View Full Version : Nothing Concrete About 'Beverly Hillbillies'


TJ
01-14-2003, 10:11 PM
http://tv.zap2it.com/news/tvnewsdaily.html?29656

LOS ANGELES (Zap2it.com) - Even as socialite Paris Hilton is telling late night talk show host Craig Kilborn that she will be taking part in a reality version of "Green Acres" for FOX, CBS is busy defending itself for even considering a reality take on "Beverly Hillbillies," where a real Appalachian family would have their lives filmed as they moved into an affluent suburb.

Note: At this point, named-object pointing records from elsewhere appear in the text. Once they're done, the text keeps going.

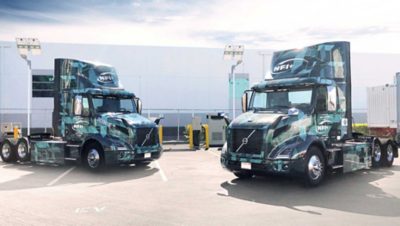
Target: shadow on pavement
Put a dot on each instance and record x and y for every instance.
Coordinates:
(37, 176)
(357, 192)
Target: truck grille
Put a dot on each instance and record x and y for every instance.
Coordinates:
(146, 136)
(248, 141)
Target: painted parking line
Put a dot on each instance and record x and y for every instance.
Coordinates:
(213, 153)
(162, 174)
(51, 183)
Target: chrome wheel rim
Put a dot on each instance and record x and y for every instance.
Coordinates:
(315, 167)
(6, 150)
(377, 152)
(93, 158)
(22, 150)
(389, 151)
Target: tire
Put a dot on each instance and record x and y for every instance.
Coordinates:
(243, 174)
(22, 151)
(314, 170)
(93, 157)
(388, 154)
(7, 152)
(376, 154)
(142, 163)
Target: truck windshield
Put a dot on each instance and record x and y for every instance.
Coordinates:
(103, 104)
(281, 100)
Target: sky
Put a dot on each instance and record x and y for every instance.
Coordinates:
(370, 25)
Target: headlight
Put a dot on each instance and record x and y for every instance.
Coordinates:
(285, 153)
(224, 149)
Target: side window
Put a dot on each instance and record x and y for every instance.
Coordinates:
(332, 99)
(259, 100)
(321, 100)
(85, 107)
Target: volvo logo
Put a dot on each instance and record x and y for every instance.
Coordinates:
(147, 137)
(245, 140)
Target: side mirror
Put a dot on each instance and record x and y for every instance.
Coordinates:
(138, 104)
(245, 100)
(78, 105)
(157, 120)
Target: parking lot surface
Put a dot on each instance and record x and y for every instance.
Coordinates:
(190, 188)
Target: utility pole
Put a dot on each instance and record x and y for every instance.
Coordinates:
(2, 47)
(234, 52)
(26, 46)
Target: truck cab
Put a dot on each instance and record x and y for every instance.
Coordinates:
(95, 122)
(299, 122)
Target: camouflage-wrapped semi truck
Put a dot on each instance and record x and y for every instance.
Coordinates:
(300, 121)
(95, 122)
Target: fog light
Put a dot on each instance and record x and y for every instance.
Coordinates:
(286, 166)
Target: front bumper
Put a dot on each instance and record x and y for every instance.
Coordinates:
(114, 157)
(261, 166)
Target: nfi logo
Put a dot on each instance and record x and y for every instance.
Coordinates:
(79, 125)
(105, 78)
(286, 65)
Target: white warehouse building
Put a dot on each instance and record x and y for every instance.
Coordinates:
(178, 82)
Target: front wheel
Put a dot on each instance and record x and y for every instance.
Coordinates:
(243, 174)
(93, 157)
(314, 171)
(7, 152)
(388, 154)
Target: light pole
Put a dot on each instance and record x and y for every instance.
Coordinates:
(2, 48)
(26, 46)
(234, 52)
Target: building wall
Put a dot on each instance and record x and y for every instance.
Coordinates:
(178, 82)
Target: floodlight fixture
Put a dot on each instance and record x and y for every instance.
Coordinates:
(233, 52)
(28, 45)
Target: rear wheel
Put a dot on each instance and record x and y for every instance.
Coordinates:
(376, 154)
(388, 154)
(314, 171)
(93, 157)
(23, 153)
(7, 152)
(243, 174)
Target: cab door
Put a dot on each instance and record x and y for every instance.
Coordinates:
(77, 122)
(328, 117)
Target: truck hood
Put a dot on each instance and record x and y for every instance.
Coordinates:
(255, 119)
(126, 120)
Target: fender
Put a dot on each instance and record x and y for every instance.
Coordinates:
(106, 142)
(296, 147)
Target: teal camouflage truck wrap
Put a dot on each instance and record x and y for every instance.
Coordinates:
(93, 111)
(299, 122)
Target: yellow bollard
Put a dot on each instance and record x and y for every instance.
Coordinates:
(160, 134)
(16, 133)
(206, 136)
(190, 131)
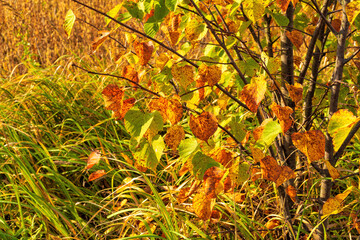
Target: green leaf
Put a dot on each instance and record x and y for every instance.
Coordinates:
(151, 28)
(112, 13)
(201, 163)
(271, 130)
(134, 9)
(69, 22)
(340, 125)
(187, 147)
(137, 123)
(171, 4)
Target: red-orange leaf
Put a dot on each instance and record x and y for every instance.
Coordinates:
(93, 159)
(273, 172)
(311, 143)
(203, 126)
(252, 94)
(296, 38)
(144, 51)
(96, 175)
(174, 136)
(284, 116)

Answering allegations that the network thinks the rural poor are fair game to poke fun of, CBS President Les Moonves insists that at the heart of the idea is just a good old-fashioned fish-out-of-water story. , "The idea of the show was to question social mores. If you remember the original " Beverly Hillbillies,' the biggest buffoon in it was the rich guy who lived next door, Mr. Drysdale."

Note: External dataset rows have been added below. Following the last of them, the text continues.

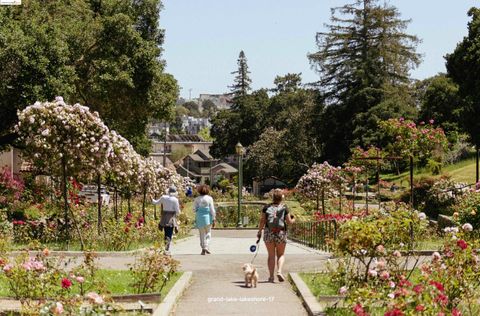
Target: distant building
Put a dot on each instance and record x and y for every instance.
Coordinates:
(192, 125)
(221, 101)
(262, 186)
(156, 130)
(202, 167)
(177, 144)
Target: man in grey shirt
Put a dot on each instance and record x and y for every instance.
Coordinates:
(170, 210)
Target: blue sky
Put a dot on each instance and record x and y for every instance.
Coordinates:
(204, 37)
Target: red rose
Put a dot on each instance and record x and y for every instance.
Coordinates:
(358, 310)
(462, 244)
(418, 289)
(420, 308)
(66, 283)
(394, 312)
(438, 285)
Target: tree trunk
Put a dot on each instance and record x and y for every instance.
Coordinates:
(99, 200)
(323, 201)
(65, 199)
(354, 194)
(411, 181)
(143, 204)
(115, 206)
(477, 171)
(155, 208)
(340, 199)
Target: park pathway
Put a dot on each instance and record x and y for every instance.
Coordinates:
(218, 286)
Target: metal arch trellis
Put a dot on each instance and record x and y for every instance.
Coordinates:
(379, 158)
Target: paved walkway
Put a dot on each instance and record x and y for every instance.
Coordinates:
(218, 286)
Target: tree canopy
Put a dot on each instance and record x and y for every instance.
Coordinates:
(104, 54)
(363, 59)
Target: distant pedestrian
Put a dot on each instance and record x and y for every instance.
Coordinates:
(273, 222)
(189, 192)
(204, 216)
(170, 208)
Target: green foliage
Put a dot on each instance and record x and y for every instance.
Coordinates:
(242, 81)
(152, 271)
(461, 67)
(468, 210)
(106, 55)
(441, 102)
(434, 196)
(380, 235)
(204, 133)
(363, 60)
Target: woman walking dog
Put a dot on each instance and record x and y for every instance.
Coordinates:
(273, 222)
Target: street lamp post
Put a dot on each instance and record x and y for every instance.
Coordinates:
(240, 150)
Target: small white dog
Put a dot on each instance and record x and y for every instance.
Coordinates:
(251, 275)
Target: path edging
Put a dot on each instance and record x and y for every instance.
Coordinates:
(311, 304)
(166, 306)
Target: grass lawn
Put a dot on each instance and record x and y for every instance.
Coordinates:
(117, 283)
(463, 171)
(75, 246)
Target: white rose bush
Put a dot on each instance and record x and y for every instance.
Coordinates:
(321, 181)
(66, 141)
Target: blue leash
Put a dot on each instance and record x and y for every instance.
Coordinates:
(255, 248)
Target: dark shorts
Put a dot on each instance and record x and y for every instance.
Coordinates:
(279, 237)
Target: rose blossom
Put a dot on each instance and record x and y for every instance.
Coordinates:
(66, 283)
(462, 244)
(436, 256)
(58, 308)
(420, 308)
(95, 298)
(467, 227)
(7, 267)
(384, 275)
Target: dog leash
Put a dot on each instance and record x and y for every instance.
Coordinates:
(256, 252)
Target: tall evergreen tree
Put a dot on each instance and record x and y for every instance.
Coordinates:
(103, 54)
(242, 81)
(363, 58)
(463, 66)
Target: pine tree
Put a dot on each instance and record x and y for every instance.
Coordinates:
(362, 57)
(242, 81)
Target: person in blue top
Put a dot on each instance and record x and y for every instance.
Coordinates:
(170, 210)
(204, 216)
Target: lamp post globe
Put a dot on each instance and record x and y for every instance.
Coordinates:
(239, 149)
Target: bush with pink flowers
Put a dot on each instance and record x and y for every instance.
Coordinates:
(447, 284)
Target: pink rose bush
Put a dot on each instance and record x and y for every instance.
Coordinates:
(447, 284)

The proposed reality show remains very much in the discussion stage. No family has been signed and there's no start date for production. And rather than saying that on further examination of E!'s " The Anna Nicole Show" it's decided the ground has already been sufficiently mined, the network is taking the high ground in addressing its critics.

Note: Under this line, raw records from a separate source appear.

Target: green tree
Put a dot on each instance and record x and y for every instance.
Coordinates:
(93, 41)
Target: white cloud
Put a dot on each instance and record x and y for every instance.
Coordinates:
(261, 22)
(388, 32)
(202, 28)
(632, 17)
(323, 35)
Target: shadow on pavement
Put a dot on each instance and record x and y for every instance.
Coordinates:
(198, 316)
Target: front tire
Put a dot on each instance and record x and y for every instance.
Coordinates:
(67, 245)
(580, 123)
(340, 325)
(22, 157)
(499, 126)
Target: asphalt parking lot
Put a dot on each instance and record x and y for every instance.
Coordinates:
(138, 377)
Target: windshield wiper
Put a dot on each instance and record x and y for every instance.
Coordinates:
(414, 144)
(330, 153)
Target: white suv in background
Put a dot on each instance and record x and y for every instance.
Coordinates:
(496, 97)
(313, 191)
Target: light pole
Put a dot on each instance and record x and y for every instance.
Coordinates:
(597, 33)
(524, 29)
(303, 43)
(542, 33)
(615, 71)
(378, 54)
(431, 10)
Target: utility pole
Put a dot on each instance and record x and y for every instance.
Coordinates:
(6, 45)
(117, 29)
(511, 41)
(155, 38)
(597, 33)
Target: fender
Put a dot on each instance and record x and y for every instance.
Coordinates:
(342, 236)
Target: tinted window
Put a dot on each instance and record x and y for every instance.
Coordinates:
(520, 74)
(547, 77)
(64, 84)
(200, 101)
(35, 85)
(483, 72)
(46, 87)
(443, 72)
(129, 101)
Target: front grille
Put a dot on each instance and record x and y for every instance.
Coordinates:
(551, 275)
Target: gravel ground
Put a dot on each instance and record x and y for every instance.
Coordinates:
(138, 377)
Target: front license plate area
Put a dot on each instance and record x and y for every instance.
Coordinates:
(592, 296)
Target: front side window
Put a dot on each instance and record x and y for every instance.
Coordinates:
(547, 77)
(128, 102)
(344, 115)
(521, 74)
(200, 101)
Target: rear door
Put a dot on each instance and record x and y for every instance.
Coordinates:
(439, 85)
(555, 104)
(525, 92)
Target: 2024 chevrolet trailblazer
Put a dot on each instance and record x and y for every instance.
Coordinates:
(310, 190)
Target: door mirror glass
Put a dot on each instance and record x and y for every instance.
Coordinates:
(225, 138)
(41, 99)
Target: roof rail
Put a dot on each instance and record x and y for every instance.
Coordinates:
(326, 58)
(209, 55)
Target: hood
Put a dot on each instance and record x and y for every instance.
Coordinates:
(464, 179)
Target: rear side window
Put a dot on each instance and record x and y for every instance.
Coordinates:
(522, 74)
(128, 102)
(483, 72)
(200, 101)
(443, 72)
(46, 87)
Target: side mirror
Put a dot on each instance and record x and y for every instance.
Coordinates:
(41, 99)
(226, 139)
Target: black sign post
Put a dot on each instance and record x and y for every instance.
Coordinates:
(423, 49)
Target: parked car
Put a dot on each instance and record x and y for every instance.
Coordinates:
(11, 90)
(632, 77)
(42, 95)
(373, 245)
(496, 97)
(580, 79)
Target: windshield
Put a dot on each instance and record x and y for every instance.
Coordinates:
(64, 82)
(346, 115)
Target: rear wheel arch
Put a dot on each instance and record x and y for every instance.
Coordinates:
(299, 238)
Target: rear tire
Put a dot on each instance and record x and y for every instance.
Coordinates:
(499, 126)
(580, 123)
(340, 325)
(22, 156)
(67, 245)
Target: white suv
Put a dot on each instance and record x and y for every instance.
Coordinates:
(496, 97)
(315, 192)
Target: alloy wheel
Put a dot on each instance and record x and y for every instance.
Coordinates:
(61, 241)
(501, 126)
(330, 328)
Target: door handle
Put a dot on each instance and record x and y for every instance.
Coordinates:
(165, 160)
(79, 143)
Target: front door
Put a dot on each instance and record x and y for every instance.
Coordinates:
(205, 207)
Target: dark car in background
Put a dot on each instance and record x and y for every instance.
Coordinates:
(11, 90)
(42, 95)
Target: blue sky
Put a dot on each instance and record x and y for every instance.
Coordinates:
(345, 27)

" It was not in any way, shape or form, or intent, to demean anybody," Moonves stresses. " It wasn't our intent to offend everybody. I'm sorry if we have.""

W.J. Griffin
03-02-2003, 07:15 PM
I guess we should be grateful that CBS isn't doing a reality show based on "Amos 'n' Andy", huh?;)

W.J. Griffin
03-02-2003, 07:32 PM
Okay, I was being something of a wise-guy with that above post, but, really, I find this whole exercise somewhat amusing: Senators and social workers alike are condemning this show, and yet, I feel that these were the same people who found "Amos 'n' Andy" totally HARMLESS back in the fifties...

There's nothing like karma, folks...:lol:

Kitt
03-15-2003, 02:13 PM
It's presumptious and reactionary to assume that the show would be insulting to the chosen family or any Appalachian family. It's insulting to those people who are candidates for the pogram to assume that they would be so dumbfounded by their surroundings that they'd surely be fodder for ridicule. As the article points out, it was Mr. Drysdale who looked foolish much of the time. He and many of the other guest actors representing the "sophisticated' Bevely Hills folks were forever looking silly because of their pretensions. Do these naysayers and critics actually expect that an Appalacian family would look anymore foolish than many of the more 'upscale' people who have appeared in other 'reality shows'? I doubt that that is possible. I think the show, if it ever makes it past the soap box pundits, could be quite entertaining, and maybe even touching.